OMB prioritizes CX in budget planning

OMB Director Shalanda Young speaks at a White House event on April 11, 2022.

OMB Director Shalanda Young speaks at a White House event on April 11, 2022. Anna Moneymaker/Getty Images

The inclusion of customer experience and service delivery priorities in budget preparation guidance from OMB will likely get the attention of agencies as they prepare their budget requests for the next fiscal year, experts told FCW.

The latest update to annual budget guidance for federal agencies from the Office of Management and Budget shows the administration weaving its customer experience priorities into the machinery of government. 

The guidance in OMB circular A-11 has new language as of Aug. 15 that focuses on customer experience and service delivery, Biden administration priorities already showcased in an executive order and in the administration's management agenda. 

The placement of these priorities in the circular as agencies are assembling their budget proposals is "a clear signal of the kinds of things OMB is going to be looking for as they review those proposals," Don Kettl, a retired professor of public policy and a frequent commentator on government management issues, told FCW. "The timing is not a coincidence."

The circular points to the importance of customer experience. 

"Measures of experience (including measures of equity (e.g., participation), effort (burden/friction), and those outlined further in this guidance) are of co-equal importance as traditional measures of financial and operational performance," the document states. 

Donald Moynihan, McCourt Chair of Georgetown University's McCourt School of Public Policy, told FCW via email that the circular A-11 update is important "because its link to the budget process means that agencies cannot easily ignore it."

"The most important routine in government is the budget. Without money, nothing gets done," he said. "This makes the budget preparation guidelines, represented by Circular A-11, a key means to reshape policy and management in government.
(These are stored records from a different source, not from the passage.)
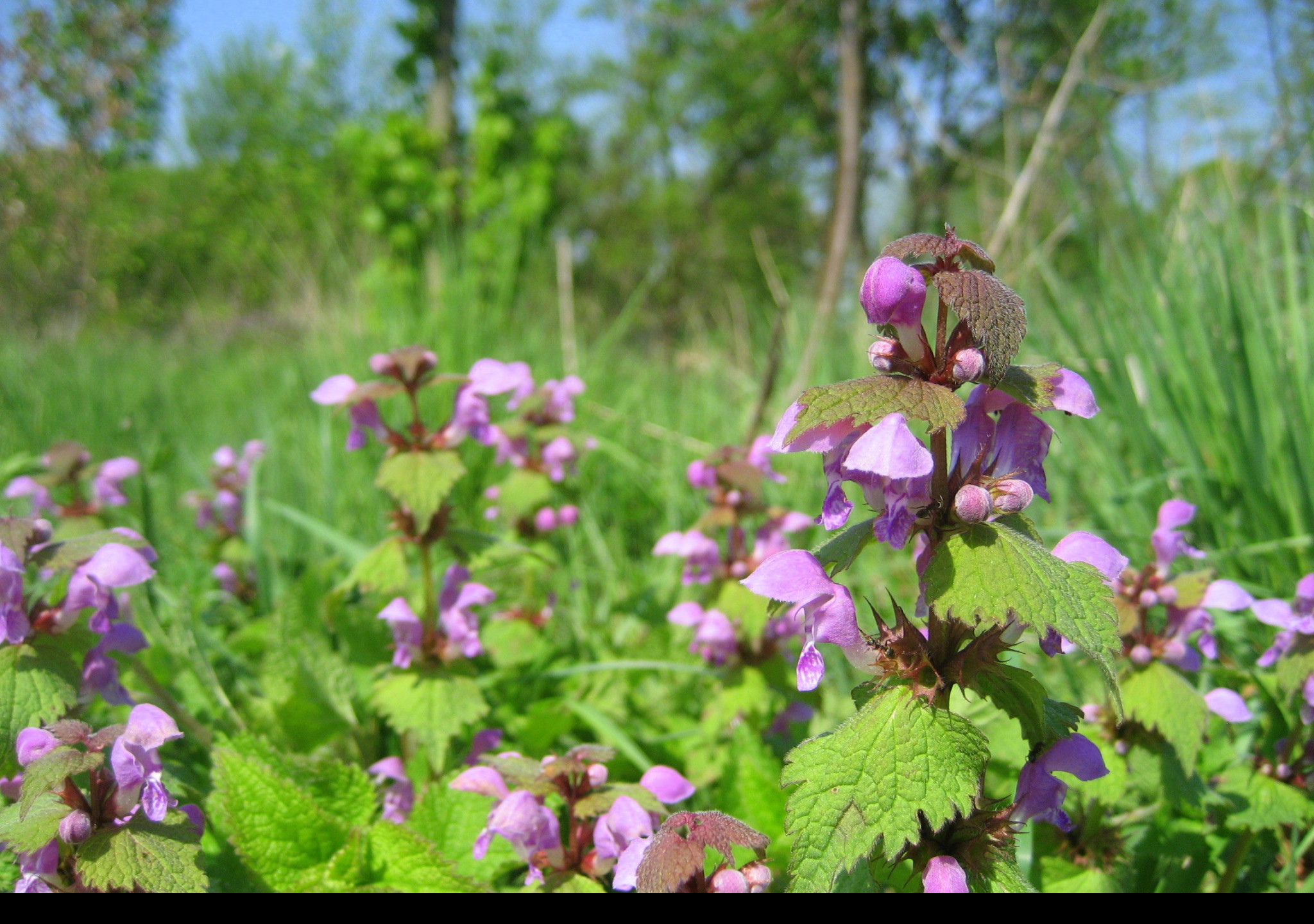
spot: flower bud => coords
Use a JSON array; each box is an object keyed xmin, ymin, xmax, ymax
[
  {"xmin": 867, "ymin": 336, "xmax": 903, "ymax": 372},
  {"xmin": 991, "ymin": 479, "xmax": 1036, "ymax": 514},
  {"xmin": 59, "ymin": 809, "xmax": 90, "ymax": 844},
  {"xmin": 859, "ymin": 256, "xmax": 926, "ymax": 327},
  {"xmin": 954, "ymin": 485, "xmax": 991, "ymax": 523},
  {"xmin": 954, "ymin": 350, "xmax": 986, "ymax": 381}
]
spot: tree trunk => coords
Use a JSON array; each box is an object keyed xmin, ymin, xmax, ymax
[{"xmin": 790, "ymin": 0, "xmax": 862, "ymax": 393}]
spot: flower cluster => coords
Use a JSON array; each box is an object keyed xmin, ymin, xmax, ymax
[
  {"xmin": 450, "ymin": 745, "xmax": 694, "ymax": 891},
  {"xmin": 4, "ymin": 441, "xmax": 142, "ymax": 517},
  {"xmin": 184, "ymin": 439, "xmax": 264, "ymax": 601},
  {"xmin": 0, "ymin": 703, "xmax": 196, "ymax": 893}
]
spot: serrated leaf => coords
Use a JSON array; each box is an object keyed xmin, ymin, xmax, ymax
[
  {"xmin": 31, "ymin": 529, "xmax": 149, "ymax": 570},
  {"xmin": 812, "ymin": 517, "xmax": 876, "ymax": 577},
  {"xmin": 375, "ymin": 450, "xmax": 465, "ymax": 533},
  {"xmin": 924, "ymin": 517, "xmax": 1122, "ymax": 707},
  {"xmin": 781, "ymin": 686, "xmax": 989, "ymax": 891},
  {"xmin": 994, "ymin": 363, "xmax": 1062, "ymax": 410},
  {"xmin": 369, "ymin": 821, "xmax": 489, "ymax": 893},
  {"xmin": 375, "ymin": 672, "xmax": 489, "ymax": 767},
  {"xmin": 210, "ymin": 746, "xmax": 350, "ymax": 891},
  {"xmin": 341, "ymin": 536, "xmax": 410, "ymax": 594},
  {"xmin": 932, "ymin": 270, "xmax": 1026, "ymax": 382},
  {"xmin": 1220, "ymin": 767, "xmax": 1314, "ymax": 831},
  {"xmin": 19, "ymin": 745, "xmax": 105, "ymax": 817},
  {"xmin": 785, "ymin": 376, "xmax": 966, "ymax": 443},
  {"xmin": 0, "ymin": 517, "xmax": 37, "ymax": 561},
  {"xmin": 78, "ymin": 811, "xmax": 209, "ymax": 893},
  {"xmin": 1122, "ymin": 661, "xmax": 1209, "ymax": 773},
  {"xmin": 0, "ymin": 792, "xmax": 73, "ymax": 853},
  {"xmin": 971, "ymin": 663, "xmax": 1082, "ymax": 748},
  {"xmin": 0, "ymin": 640, "xmax": 81, "ymax": 776}
]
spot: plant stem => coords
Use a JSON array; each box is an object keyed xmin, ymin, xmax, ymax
[{"xmin": 1214, "ymin": 831, "xmax": 1255, "ymax": 895}]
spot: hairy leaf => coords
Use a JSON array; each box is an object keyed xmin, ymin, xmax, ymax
[
  {"xmin": 812, "ymin": 517, "xmax": 876, "ymax": 577},
  {"xmin": 369, "ymin": 821, "xmax": 489, "ymax": 893},
  {"xmin": 1220, "ymin": 767, "xmax": 1314, "ymax": 831},
  {"xmin": 971, "ymin": 663, "xmax": 1082, "ymax": 748},
  {"xmin": 925, "ymin": 517, "xmax": 1122, "ymax": 706},
  {"xmin": 78, "ymin": 811, "xmax": 209, "ymax": 893},
  {"xmin": 0, "ymin": 792, "xmax": 73, "ymax": 853},
  {"xmin": 375, "ymin": 451, "xmax": 465, "ymax": 533},
  {"xmin": 1122, "ymin": 661, "xmax": 1209, "ymax": 773},
  {"xmin": 0, "ymin": 640, "xmax": 81, "ymax": 776},
  {"xmin": 781, "ymin": 686, "xmax": 989, "ymax": 891},
  {"xmin": 785, "ymin": 376, "xmax": 966, "ymax": 443},
  {"xmin": 994, "ymin": 363, "xmax": 1062, "ymax": 410},
  {"xmin": 932, "ymin": 270, "xmax": 1026, "ymax": 382},
  {"xmin": 31, "ymin": 529, "xmax": 149, "ymax": 570},
  {"xmin": 375, "ymin": 672, "xmax": 489, "ymax": 767},
  {"xmin": 19, "ymin": 745, "xmax": 105, "ymax": 817}
]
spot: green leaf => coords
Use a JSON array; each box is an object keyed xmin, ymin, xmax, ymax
[
  {"xmin": 210, "ymin": 740, "xmax": 351, "ymax": 891},
  {"xmin": 781, "ymin": 686, "xmax": 989, "ymax": 891},
  {"xmin": 1218, "ymin": 767, "xmax": 1314, "ymax": 831},
  {"xmin": 1122, "ymin": 661, "xmax": 1209, "ymax": 773},
  {"xmin": 19, "ymin": 744, "xmax": 105, "ymax": 817},
  {"xmin": 375, "ymin": 451, "xmax": 465, "ymax": 533},
  {"xmin": 31, "ymin": 529, "xmax": 149, "ymax": 570},
  {"xmin": 0, "ymin": 792, "xmax": 73, "ymax": 853},
  {"xmin": 369, "ymin": 821, "xmax": 488, "ymax": 893},
  {"xmin": 78, "ymin": 811, "xmax": 209, "ymax": 893},
  {"xmin": 925, "ymin": 517, "xmax": 1122, "ymax": 708},
  {"xmin": 932, "ymin": 270, "xmax": 1026, "ymax": 382},
  {"xmin": 971, "ymin": 663, "xmax": 1082, "ymax": 748},
  {"xmin": 341, "ymin": 536, "xmax": 410, "ymax": 594},
  {"xmin": 785, "ymin": 376, "xmax": 966, "ymax": 443},
  {"xmin": 0, "ymin": 639, "xmax": 81, "ymax": 776},
  {"xmin": 994, "ymin": 363, "xmax": 1062, "ymax": 410},
  {"xmin": 375, "ymin": 671, "xmax": 489, "ymax": 767},
  {"xmin": 812, "ymin": 517, "xmax": 876, "ymax": 577}
]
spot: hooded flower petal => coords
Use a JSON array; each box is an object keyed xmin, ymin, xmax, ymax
[
  {"xmin": 638, "ymin": 764, "xmax": 694, "ymax": 803},
  {"xmin": 921, "ymin": 857, "xmax": 967, "ymax": 895}
]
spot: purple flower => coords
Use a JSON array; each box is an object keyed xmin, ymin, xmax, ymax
[
  {"xmin": 80, "ymin": 623, "xmax": 148, "ymax": 706},
  {"xmin": 13, "ymin": 728, "xmax": 59, "ymax": 766},
  {"xmin": 4, "ymin": 474, "xmax": 55, "ymax": 515},
  {"xmin": 109, "ymin": 703, "xmax": 183, "ymax": 821},
  {"xmin": 653, "ymin": 529, "xmax": 721, "ymax": 583},
  {"xmin": 0, "ymin": 545, "xmax": 31, "ymax": 646},
  {"xmin": 90, "ymin": 456, "xmax": 142, "ymax": 508},
  {"xmin": 921, "ymin": 855, "xmax": 967, "ymax": 895},
  {"xmin": 1205, "ymin": 686, "xmax": 1255, "ymax": 723},
  {"xmin": 543, "ymin": 436, "xmax": 576, "ymax": 481},
  {"xmin": 638, "ymin": 764, "xmax": 694, "ymax": 803},
  {"xmin": 593, "ymin": 795, "xmax": 653, "ymax": 860},
  {"xmin": 469, "ymin": 359, "xmax": 536, "ymax": 410},
  {"xmin": 438, "ymin": 565, "xmax": 497, "ymax": 657},
  {"xmin": 1150, "ymin": 501, "xmax": 1205, "ymax": 574},
  {"xmin": 1013, "ymin": 735, "xmax": 1109, "ymax": 831},
  {"xmin": 369, "ymin": 757, "xmax": 415, "ymax": 824},
  {"xmin": 543, "ymin": 376, "xmax": 583, "ymax": 424},
  {"xmin": 13, "ymin": 840, "xmax": 59, "ymax": 895},
  {"xmin": 858, "ymin": 256, "xmax": 926, "ymax": 363},
  {"xmin": 56, "ymin": 543, "xmax": 155, "ymax": 632},
  {"xmin": 379, "ymin": 597, "xmax": 425, "ymax": 671},
  {"xmin": 740, "ymin": 549, "xmax": 871, "ymax": 690},
  {"xmin": 465, "ymin": 728, "xmax": 502, "ymax": 766},
  {"xmin": 745, "ymin": 436, "xmax": 786, "ymax": 484},
  {"xmin": 666, "ymin": 601, "xmax": 738, "ymax": 663}
]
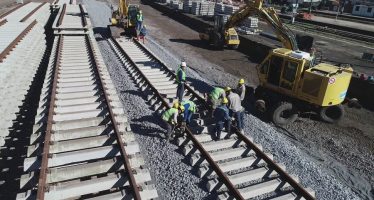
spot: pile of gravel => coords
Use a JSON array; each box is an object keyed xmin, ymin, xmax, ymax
[
  {"xmin": 83, "ymin": 0, "xmax": 208, "ymax": 199},
  {"xmin": 141, "ymin": 18, "xmax": 360, "ymax": 199},
  {"xmin": 83, "ymin": 0, "xmax": 359, "ymax": 199}
]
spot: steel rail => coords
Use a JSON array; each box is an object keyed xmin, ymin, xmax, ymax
[
  {"xmin": 36, "ymin": 35, "xmax": 63, "ymax": 200},
  {"xmin": 0, "ymin": 2, "xmax": 30, "ymax": 19},
  {"xmin": 136, "ymin": 41, "xmax": 315, "ymax": 200},
  {"xmin": 0, "ymin": 20, "xmax": 37, "ymax": 62},
  {"xmin": 79, "ymin": 4, "xmax": 87, "ymax": 27},
  {"xmin": 56, "ymin": 3, "xmax": 66, "ymax": 27},
  {"xmin": 20, "ymin": 2, "xmax": 47, "ymax": 22},
  {"xmin": 113, "ymin": 39, "xmax": 315, "ymax": 200},
  {"xmin": 112, "ymin": 38, "xmax": 244, "ymax": 200},
  {"xmin": 85, "ymin": 35, "xmax": 141, "ymax": 200},
  {"xmin": 0, "ymin": 19, "xmax": 8, "ymax": 26}
]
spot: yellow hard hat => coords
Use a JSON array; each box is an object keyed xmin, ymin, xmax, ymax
[
  {"xmin": 179, "ymin": 105, "xmax": 184, "ymax": 111},
  {"xmin": 222, "ymin": 97, "xmax": 229, "ymax": 104}
]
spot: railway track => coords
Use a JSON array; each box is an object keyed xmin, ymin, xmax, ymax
[
  {"xmin": 108, "ymin": 38, "xmax": 314, "ymax": 199},
  {"xmin": 17, "ymin": 34, "xmax": 158, "ymax": 199},
  {"xmin": 287, "ymin": 22, "xmax": 374, "ymax": 45}
]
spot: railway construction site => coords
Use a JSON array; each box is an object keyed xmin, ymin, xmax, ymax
[{"xmin": 0, "ymin": 0, "xmax": 374, "ymax": 200}]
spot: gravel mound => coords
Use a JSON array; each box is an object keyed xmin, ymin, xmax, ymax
[
  {"xmin": 141, "ymin": 23, "xmax": 360, "ymax": 199},
  {"xmin": 83, "ymin": 0, "xmax": 208, "ymax": 199}
]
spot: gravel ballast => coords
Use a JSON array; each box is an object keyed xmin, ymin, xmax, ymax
[
  {"xmin": 83, "ymin": 0, "xmax": 366, "ymax": 199},
  {"xmin": 83, "ymin": 1, "xmax": 208, "ymax": 199}
]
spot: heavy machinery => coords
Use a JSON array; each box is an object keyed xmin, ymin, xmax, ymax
[
  {"xmin": 218, "ymin": 0, "xmax": 352, "ymax": 125},
  {"xmin": 109, "ymin": 0, "xmax": 139, "ymax": 38},
  {"xmin": 199, "ymin": 14, "xmax": 240, "ymax": 49}
]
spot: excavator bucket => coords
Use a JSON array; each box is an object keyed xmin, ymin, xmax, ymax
[{"xmin": 296, "ymin": 35, "xmax": 314, "ymax": 52}]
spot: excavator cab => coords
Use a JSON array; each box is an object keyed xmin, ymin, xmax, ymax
[
  {"xmin": 108, "ymin": 0, "xmax": 139, "ymax": 38},
  {"xmin": 255, "ymin": 48, "xmax": 353, "ymax": 125}
]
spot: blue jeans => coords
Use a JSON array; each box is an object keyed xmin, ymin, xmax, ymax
[
  {"xmin": 183, "ymin": 110, "xmax": 193, "ymax": 124},
  {"xmin": 216, "ymin": 120, "xmax": 231, "ymax": 139},
  {"xmin": 177, "ymin": 83, "xmax": 184, "ymax": 102},
  {"xmin": 230, "ymin": 110, "xmax": 244, "ymax": 131}
]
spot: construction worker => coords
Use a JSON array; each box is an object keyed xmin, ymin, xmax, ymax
[
  {"xmin": 176, "ymin": 62, "xmax": 187, "ymax": 102},
  {"xmin": 161, "ymin": 102, "xmax": 184, "ymax": 141},
  {"xmin": 136, "ymin": 10, "xmax": 143, "ymax": 31},
  {"xmin": 236, "ymin": 78, "xmax": 245, "ymax": 101},
  {"xmin": 225, "ymin": 87, "xmax": 244, "ymax": 133},
  {"xmin": 181, "ymin": 100, "xmax": 196, "ymax": 125},
  {"xmin": 208, "ymin": 87, "xmax": 226, "ymax": 112},
  {"xmin": 138, "ymin": 25, "xmax": 147, "ymax": 44},
  {"xmin": 214, "ymin": 97, "xmax": 231, "ymax": 140}
]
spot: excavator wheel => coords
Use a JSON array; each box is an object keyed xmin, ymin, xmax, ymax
[
  {"xmin": 213, "ymin": 33, "xmax": 223, "ymax": 49},
  {"xmin": 230, "ymin": 44, "xmax": 239, "ymax": 50},
  {"xmin": 271, "ymin": 101, "xmax": 299, "ymax": 126},
  {"xmin": 319, "ymin": 104, "xmax": 344, "ymax": 123}
]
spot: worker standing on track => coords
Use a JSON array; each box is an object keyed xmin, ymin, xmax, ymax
[
  {"xmin": 138, "ymin": 25, "xmax": 147, "ymax": 44},
  {"xmin": 207, "ymin": 87, "xmax": 226, "ymax": 114},
  {"xmin": 176, "ymin": 62, "xmax": 187, "ymax": 102},
  {"xmin": 225, "ymin": 87, "xmax": 244, "ymax": 133},
  {"xmin": 136, "ymin": 10, "xmax": 143, "ymax": 31},
  {"xmin": 161, "ymin": 103, "xmax": 184, "ymax": 141},
  {"xmin": 181, "ymin": 100, "xmax": 196, "ymax": 125},
  {"xmin": 214, "ymin": 97, "xmax": 231, "ymax": 140},
  {"xmin": 236, "ymin": 78, "xmax": 245, "ymax": 101}
]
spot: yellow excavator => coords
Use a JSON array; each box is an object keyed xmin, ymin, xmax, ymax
[
  {"xmin": 109, "ymin": 0, "xmax": 139, "ymax": 38},
  {"xmin": 212, "ymin": 0, "xmax": 353, "ymax": 125}
]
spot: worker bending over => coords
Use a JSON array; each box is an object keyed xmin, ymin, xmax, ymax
[
  {"xmin": 136, "ymin": 10, "xmax": 143, "ymax": 31},
  {"xmin": 161, "ymin": 103, "xmax": 184, "ymax": 141},
  {"xmin": 181, "ymin": 100, "xmax": 196, "ymax": 125},
  {"xmin": 207, "ymin": 87, "xmax": 226, "ymax": 114},
  {"xmin": 138, "ymin": 25, "xmax": 147, "ymax": 44},
  {"xmin": 214, "ymin": 97, "xmax": 231, "ymax": 140},
  {"xmin": 236, "ymin": 78, "xmax": 245, "ymax": 101},
  {"xmin": 176, "ymin": 62, "xmax": 187, "ymax": 102},
  {"xmin": 225, "ymin": 87, "xmax": 244, "ymax": 133}
]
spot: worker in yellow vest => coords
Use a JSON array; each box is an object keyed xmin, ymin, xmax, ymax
[
  {"xmin": 136, "ymin": 10, "xmax": 143, "ymax": 31},
  {"xmin": 161, "ymin": 102, "xmax": 184, "ymax": 141},
  {"xmin": 207, "ymin": 87, "xmax": 226, "ymax": 114},
  {"xmin": 176, "ymin": 62, "xmax": 187, "ymax": 102}
]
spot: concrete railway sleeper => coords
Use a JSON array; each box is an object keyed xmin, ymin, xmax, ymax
[
  {"xmin": 109, "ymin": 38, "xmax": 315, "ymax": 199},
  {"xmin": 17, "ymin": 33, "xmax": 158, "ymax": 199}
]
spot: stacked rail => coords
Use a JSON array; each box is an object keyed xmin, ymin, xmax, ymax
[
  {"xmin": 9, "ymin": 1, "xmax": 158, "ymax": 199},
  {"xmin": 0, "ymin": 3, "xmax": 50, "ymax": 146},
  {"xmin": 109, "ymin": 38, "xmax": 314, "ymax": 199},
  {"xmin": 17, "ymin": 35, "xmax": 158, "ymax": 199}
]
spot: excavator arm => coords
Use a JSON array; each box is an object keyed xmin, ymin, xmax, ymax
[{"xmin": 224, "ymin": 0, "xmax": 298, "ymax": 50}]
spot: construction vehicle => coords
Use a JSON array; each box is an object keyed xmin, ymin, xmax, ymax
[
  {"xmin": 199, "ymin": 14, "xmax": 240, "ymax": 49},
  {"xmin": 219, "ymin": 0, "xmax": 353, "ymax": 125},
  {"xmin": 109, "ymin": 0, "xmax": 139, "ymax": 38}
]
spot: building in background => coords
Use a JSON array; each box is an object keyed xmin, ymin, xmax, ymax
[{"xmin": 352, "ymin": 5, "xmax": 374, "ymax": 17}]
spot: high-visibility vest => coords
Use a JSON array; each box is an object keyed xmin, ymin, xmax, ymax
[
  {"xmin": 210, "ymin": 87, "xmax": 225, "ymax": 100},
  {"xmin": 162, "ymin": 108, "xmax": 178, "ymax": 122},
  {"xmin": 182, "ymin": 100, "xmax": 196, "ymax": 112},
  {"xmin": 176, "ymin": 67, "xmax": 186, "ymax": 83},
  {"xmin": 136, "ymin": 14, "xmax": 143, "ymax": 22}
]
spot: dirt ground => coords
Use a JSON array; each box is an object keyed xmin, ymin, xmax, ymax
[
  {"xmin": 132, "ymin": 1, "xmax": 374, "ymax": 199},
  {"xmin": 0, "ymin": 0, "xmax": 53, "ymax": 15}
]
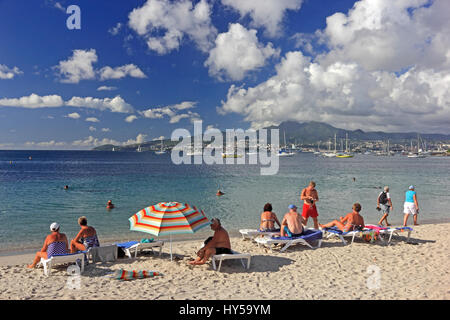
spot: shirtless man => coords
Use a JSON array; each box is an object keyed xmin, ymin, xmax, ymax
[
  {"xmin": 320, "ymin": 203, "xmax": 364, "ymax": 232},
  {"xmin": 27, "ymin": 222, "xmax": 69, "ymax": 269},
  {"xmin": 280, "ymin": 204, "xmax": 303, "ymax": 237},
  {"xmin": 70, "ymin": 216, "xmax": 100, "ymax": 253},
  {"xmin": 189, "ymin": 218, "xmax": 233, "ymax": 265},
  {"xmin": 300, "ymin": 181, "xmax": 319, "ymax": 229}
]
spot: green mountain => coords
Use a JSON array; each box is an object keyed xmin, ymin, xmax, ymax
[{"xmin": 93, "ymin": 121, "xmax": 450, "ymax": 152}]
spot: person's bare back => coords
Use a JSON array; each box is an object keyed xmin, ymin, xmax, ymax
[
  {"xmin": 212, "ymin": 227, "xmax": 231, "ymax": 249},
  {"xmin": 281, "ymin": 205, "xmax": 303, "ymax": 236}
]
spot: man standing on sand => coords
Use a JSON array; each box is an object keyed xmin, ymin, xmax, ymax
[
  {"xmin": 280, "ymin": 204, "xmax": 303, "ymax": 237},
  {"xmin": 403, "ymin": 186, "xmax": 419, "ymax": 227},
  {"xmin": 377, "ymin": 186, "xmax": 394, "ymax": 227},
  {"xmin": 300, "ymin": 181, "xmax": 319, "ymax": 229},
  {"xmin": 189, "ymin": 218, "xmax": 233, "ymax": 265}
]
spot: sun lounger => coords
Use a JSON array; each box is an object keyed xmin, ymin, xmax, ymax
[
  {"xmin": 116, "ymin": 240, "xmax": 164, "ymax": 258},
  {"xmin": 322, "ymin": 227, "xmax": 375, "ymax": 245},
  {"xmin": 212, "ymin": 250, "xmax": 252, "ymax": 271},
  {"xmin": 366, "ymin": 225, "xmax": 413, "ymax": 244},
  {"xmin": 255, "ymin": 229, "xmax": 323, "ymax": 252},
  {"xmin": 86, "ymin": 244, "xmax": 117, "ymax": 263},
  {"xmin": 239, "ymin": 229, "xmax": 280, "ymax": 240},
  {"xmin": 40, "ymin": 251, "xmax": 84, "ymax": 276}
]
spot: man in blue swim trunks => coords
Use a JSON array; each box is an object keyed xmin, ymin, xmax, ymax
[{"xmin": 280, "ymin": 204, "xmax": 304, "ymax": 237}]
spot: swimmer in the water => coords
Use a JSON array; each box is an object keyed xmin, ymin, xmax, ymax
[{"xmin": 106, "ymin": 200, "xmax": 114, "ymax": 209}]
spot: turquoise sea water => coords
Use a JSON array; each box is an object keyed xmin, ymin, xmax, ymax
[{"xmin": 0, "ymin": 151, "xmax": 450, "ymax": 252}]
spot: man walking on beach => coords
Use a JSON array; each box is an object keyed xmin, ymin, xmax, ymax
[
  {"xmin": 280, "ymin": 204, "xmax": 303, "ymax": 237},
  {"xmin": 377, "ymin": 186, "xmax": 394, "ymax": 227},
  {"xmin": 189, "ymin": 218, "xmax": 233, "ymax": 265},
  {"xmin": 403, "ymin": 186, "xmax": 419, "ymax": 227},
  {"xmin": 300, "ymin": 181, "xmax": 319, "ymax": 229}
]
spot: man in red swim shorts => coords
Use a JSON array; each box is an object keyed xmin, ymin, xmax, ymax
[{"xmin": 300, "ymin": 181, "xmax": 319, "ymax": 229}]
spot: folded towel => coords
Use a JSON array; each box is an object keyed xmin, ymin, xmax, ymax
[{"xmin": 116, "ymin": 241, "xmax": 139, "ymax": 249}]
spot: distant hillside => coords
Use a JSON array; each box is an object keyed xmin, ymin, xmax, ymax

It's one process that every agency has to pay attention to."

And although future presidents can make changes to the memo, this circular is generally changed incrementally, meaning it likely has more staying power than an executive order.

"When you put it into A-11, it's seen as part of the operating milieu of how the government works," John Kamensky, emeritus fellow at the IBM Center for the Business of Government, told FCW.

The endgame to the White House's focus on customer experience is increasing trust in government by way of improving people's perception of and satisfaction with the interactions they have with the government.

"A customer's experience interacting with the Federal government directly contributes to their trust in government itself," the circular reads. "As a federal government, it is our responsibility to ensure that every interaction a member of the public has with their government demonstrates competence and transparency and builds trust."

As far as how agencies are to improve the ways they deliver services and how people perceive and experience those interactions with government, the document zeroes in on agencies using human-centered design, delivering services through multiple channels and gathering feedback from citizens.

The update also calls on agencies to take steps to reduce the administrative burden Americans face in interactions with the federal government.